Drop these in your alertmanager-rules file and reload Prometheus.

Logging¶

Logs are stdout. There's no built-in log aggregator; use whatever your fleet uses:

Loki + Grafana — pairs nicely with the dashboard import above
journald — if running outside Docker
ELK / OpenSearch — for larger fleets
Vector / Fluent Bit — log shippers that route to any of the above

LOG_LEVEL=info is the production default. debug is loud (every Torznab query, every classifier decision) — useful for incident response, not for steady-state.

Healthchecks¶

Endpoint	Use
`/healthz`	Returns `200` if DB + queue + DHT are all OK. Boolean liveness check.
`/metrics`	The actual signal of "is the crawler making progress" — `rate(bitagent_dht_ktable_hashes_added_total[5m])` is the real liveness.

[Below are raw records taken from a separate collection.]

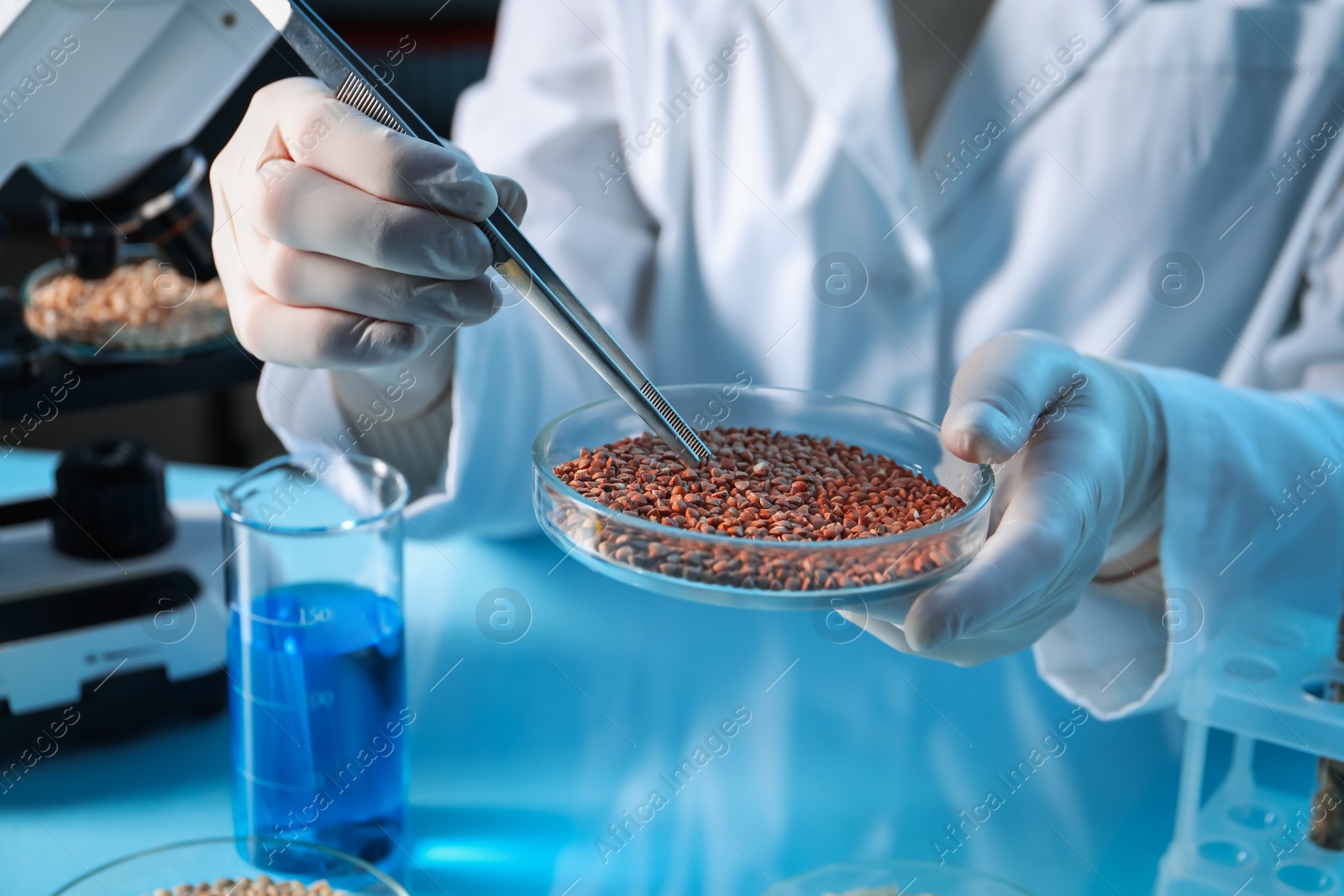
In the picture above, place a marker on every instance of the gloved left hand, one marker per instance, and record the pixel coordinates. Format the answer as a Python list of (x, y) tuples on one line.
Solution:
[(1082, 446)]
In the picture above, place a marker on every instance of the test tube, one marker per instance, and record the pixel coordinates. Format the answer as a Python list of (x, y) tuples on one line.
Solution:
[(316, 656)]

For a docker compose healthcheck: block, use /healthz. For Prometheus alerting, use the metrics.

Multi-instance¶

For multiple BitAgent instances (rare for self-hosters; common at operator scale), use distinct instance labels per scrape target:

- job_name: bitagent
  static_configs:
    - targets: ['bitagent-eu:3333']
      labels: { instance: bitagent-eu, service: bitagent }
    - targets: ['bitagent-us:3333']
      labels: { instance: bitagent-us, service: bitagent }

The Grafana dashboard supports per-instance filtering via a template variable.